Unions Around the World Defining the Teaching Profession
In conversations about Finland’s stunning success over the past decade, many education leaders look at what makes the system work so well – the high bar for entry into the teaching profession, the absence of standardized tests, the embedded professional development and support systems, to name just a few – and ask “Why can’t we do this in my country?” But what makes Finland even more unique is that education policy is largely free of politics. Whether it’s the status and prestige of teachers or the problem of educational inequity, these are matters on which politicians on the right and left agree.
But that’s Finland. Where does that leave so many other countries, including the United States, whose national conversation over education is tarnished by divisive, partisan politics and competing interests? How can public education advocates cut through the noise of grandstanding politicians and bad research and lead in transforming the teaching profession?
It’s time for the public to stop listening to those who have never been in front of a classroom and who espouse ideas that undermine public education, says NEA President Dennis Van Roekel.
“You have to remember that many people who are talking about reform are not really talking about education, as in what’s really works for teachers and their students. Their interest is something else – privatization, for example. We know what works and we need to be out front.”
“The status quo is not acceptable,” Van Roekel said. “And we can change it. But the idea now is for educators to stop asking for permission.”
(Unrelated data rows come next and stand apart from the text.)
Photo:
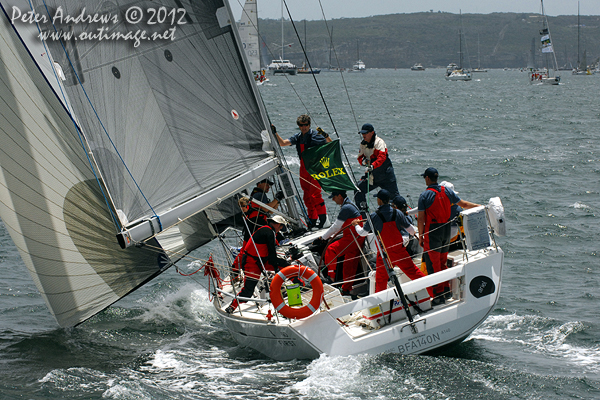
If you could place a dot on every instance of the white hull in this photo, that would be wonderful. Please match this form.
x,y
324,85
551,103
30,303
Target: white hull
x,y
458,77
344,329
Van Roekel made these remarks on a panel of international teacher leaders at the Celebration of Teaching and Learning in New York City on Friday. The topic was how unions around the world are taking the initiative in defining the teacher profession as it faces serious challenges inside and outside the classroom. Joining Van Roekel was Mike Thiruman, president of the Singapore Teachers’ Union, Eva-Lis Sirén, president of the Swedish Teachers’ Union and Angelo Gavrielatos, president of the Australian Education Union. Linda Darling-Hammond, professor of education at Stanford University, moderated the panel, which followed the completion of the second annual International Summit on the Teaching Profession.